Хиро заново наполнил чашку Сукэ, но бутылку на пол не поставил. Священник выпил еще дважды, но после четвертой чашки он всего лишь сделал глоток, вместо того чтобы выпить напиток залпом.

Хиро поставил бутылку и поднес свою чашку к губам. Они пили молча. Всякий раз, когда синоби наливал монаху сакэ, тот осыпал его благословениями, которые каждый раз звучали искренне, словно Сукэ не помнил, насколько часто повторялся этот ритуал.

Хиро слабо верил, что его доброта дарует ему вечное достоинство, как заявлял Сукэ, но синоби нравилось видеть старика счастливым. У Хиро при этом был отличный повод покупать сакэ, но еще лучший повод, чтобы самому не пить.

Наполнив чашку Сукэ в седьмой раз и жестом показав Гиндзиро принести еще бутылку, Хиро спросил:

– Казу давно видел?

– Не так уж и давно. – Сукэ покачал в руках чашку, осушил ее одним глотком и поставил на пол, чтобы заново наполнить. Хиро опорожнил бутылку.

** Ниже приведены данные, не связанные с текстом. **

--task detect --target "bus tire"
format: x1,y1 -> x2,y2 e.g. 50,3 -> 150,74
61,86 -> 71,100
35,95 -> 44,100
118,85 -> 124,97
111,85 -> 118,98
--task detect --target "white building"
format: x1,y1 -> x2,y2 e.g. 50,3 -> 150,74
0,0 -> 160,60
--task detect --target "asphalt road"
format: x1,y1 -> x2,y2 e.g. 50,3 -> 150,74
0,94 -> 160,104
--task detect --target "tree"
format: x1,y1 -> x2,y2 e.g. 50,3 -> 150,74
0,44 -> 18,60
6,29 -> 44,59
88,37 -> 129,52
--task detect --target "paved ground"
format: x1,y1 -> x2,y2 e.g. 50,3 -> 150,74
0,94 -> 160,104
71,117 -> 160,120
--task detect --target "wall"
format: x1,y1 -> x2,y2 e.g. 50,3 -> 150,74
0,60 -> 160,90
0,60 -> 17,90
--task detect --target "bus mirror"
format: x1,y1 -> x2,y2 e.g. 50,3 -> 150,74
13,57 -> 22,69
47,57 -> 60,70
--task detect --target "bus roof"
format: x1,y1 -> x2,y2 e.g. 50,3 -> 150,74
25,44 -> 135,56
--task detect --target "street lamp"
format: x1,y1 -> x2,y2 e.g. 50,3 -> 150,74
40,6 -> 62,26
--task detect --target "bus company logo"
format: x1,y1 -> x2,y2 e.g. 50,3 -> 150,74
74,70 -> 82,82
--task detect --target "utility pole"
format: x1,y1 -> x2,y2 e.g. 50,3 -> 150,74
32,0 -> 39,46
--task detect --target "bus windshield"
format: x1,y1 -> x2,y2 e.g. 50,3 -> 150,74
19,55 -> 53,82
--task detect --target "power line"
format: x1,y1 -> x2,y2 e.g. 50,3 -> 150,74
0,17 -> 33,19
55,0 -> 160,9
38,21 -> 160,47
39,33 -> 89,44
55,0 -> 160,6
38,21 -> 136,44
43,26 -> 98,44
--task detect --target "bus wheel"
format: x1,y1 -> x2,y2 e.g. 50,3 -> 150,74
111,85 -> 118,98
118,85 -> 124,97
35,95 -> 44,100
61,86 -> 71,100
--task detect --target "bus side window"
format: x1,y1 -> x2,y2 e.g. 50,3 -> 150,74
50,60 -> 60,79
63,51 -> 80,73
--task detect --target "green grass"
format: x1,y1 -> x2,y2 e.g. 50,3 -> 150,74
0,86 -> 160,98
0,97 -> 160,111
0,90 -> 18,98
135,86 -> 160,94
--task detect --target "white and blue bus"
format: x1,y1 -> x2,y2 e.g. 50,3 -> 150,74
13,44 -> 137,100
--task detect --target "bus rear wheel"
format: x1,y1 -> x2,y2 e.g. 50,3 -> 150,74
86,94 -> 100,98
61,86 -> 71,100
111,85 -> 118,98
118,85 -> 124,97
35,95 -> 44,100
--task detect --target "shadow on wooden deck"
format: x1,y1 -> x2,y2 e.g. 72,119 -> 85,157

Сукэ вздохнул и с тревогой посмотрел в сторону барной стойки, словно сомневаясь, что Гиндзиро принесет им еще сакэ. Только после того, как прибыла вторая бутылка и наполнились чашки, монах, казалось, вспомнил, что Хиро задал ему вопрос.

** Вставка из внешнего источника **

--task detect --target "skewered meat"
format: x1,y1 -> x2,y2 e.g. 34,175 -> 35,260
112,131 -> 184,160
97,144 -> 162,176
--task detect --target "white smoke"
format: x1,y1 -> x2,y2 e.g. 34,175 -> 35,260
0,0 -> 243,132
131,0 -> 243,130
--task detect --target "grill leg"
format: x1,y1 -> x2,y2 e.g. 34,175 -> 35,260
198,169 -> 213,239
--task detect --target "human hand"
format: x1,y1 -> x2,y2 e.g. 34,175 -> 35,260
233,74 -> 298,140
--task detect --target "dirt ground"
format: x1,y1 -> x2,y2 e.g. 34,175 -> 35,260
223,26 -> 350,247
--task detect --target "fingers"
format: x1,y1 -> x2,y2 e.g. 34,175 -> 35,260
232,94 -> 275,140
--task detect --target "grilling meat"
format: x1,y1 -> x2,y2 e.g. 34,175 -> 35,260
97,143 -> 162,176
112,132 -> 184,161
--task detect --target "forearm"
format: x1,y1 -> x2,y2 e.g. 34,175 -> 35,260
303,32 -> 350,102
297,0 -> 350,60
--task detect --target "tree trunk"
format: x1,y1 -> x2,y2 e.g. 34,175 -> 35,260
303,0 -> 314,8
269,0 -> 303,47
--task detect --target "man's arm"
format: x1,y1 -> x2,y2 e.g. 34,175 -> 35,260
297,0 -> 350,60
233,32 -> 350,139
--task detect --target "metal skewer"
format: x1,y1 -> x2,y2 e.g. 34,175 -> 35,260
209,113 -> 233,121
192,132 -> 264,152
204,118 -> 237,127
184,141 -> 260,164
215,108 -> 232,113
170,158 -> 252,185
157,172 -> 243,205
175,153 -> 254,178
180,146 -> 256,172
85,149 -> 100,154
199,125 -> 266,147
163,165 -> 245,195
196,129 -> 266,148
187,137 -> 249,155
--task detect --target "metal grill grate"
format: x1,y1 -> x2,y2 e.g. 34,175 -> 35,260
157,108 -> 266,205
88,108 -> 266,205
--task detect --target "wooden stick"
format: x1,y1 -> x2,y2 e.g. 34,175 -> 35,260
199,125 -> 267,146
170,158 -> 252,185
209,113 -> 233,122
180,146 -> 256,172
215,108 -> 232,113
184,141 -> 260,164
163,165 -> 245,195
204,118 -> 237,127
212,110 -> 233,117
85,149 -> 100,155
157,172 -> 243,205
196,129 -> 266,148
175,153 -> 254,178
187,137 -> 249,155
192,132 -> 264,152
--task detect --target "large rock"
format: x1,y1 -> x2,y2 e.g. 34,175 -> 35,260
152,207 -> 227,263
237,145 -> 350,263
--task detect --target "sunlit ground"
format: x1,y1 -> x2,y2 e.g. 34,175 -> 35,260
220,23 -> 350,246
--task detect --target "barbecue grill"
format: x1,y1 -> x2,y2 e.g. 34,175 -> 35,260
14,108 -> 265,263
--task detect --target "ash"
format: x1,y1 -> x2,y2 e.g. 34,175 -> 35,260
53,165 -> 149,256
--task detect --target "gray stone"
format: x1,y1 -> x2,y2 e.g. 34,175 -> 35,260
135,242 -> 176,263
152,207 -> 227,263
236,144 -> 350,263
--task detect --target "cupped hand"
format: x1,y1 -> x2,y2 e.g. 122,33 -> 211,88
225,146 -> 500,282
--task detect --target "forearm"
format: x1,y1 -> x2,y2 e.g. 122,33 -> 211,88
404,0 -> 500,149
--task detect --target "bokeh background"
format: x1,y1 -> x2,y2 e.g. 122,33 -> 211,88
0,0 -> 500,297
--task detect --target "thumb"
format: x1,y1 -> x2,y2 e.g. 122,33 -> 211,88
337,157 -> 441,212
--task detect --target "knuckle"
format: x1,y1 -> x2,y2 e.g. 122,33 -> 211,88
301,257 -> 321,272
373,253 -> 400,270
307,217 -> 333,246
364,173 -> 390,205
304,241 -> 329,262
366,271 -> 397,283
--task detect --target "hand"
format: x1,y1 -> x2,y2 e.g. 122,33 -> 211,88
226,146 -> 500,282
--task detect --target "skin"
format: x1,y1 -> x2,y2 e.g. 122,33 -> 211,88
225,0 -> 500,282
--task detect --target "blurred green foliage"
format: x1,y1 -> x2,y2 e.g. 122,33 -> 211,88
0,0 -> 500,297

– Не сегодня. Вчера он купил мне чашечку сакэ.

Зная монаха, это скорее всего была бутылка.

– Казу хороший человек, – сказал Сукэ. – Хоть и не такой хороший как ты, Хиро. Да благословит тебя Амида Будда.

Как только слова вылетели из его рта, к магазинчику сакэ подошел самурай. Он был одет в дороге черное кимоно с гербом сёгуна, а его мечи стоили больше, чем большинство владельцев магазинчиков зарабатывали за год. Его волосы были собраны в идеальный пучок. Смазанные маслом, они сияли, словно лунный свет на глади ночного озера. Узкое лицо самурая и его черные миндалевидные глаза останавливали женщин на улице, но выражали лишь смирение, которое было нехарактерно для двадцатилетнего молодого человека. Его осторожные движения и доброжелательное поведение располагали к себе. Люди доверяли ему и не считали его угрозой.

Большинство, по крайней мере.

Хиро же был не настолько глуп.

Глава 21

Самурай достал катану, забрался в магазинчик и отдал меч хозяину. Вернувшись от стойки с чашкой и бутылкой сакэ, он заметил Хиро в обществе монаха. На лице молодого человека появилась улыбка. Он изящно поклонился.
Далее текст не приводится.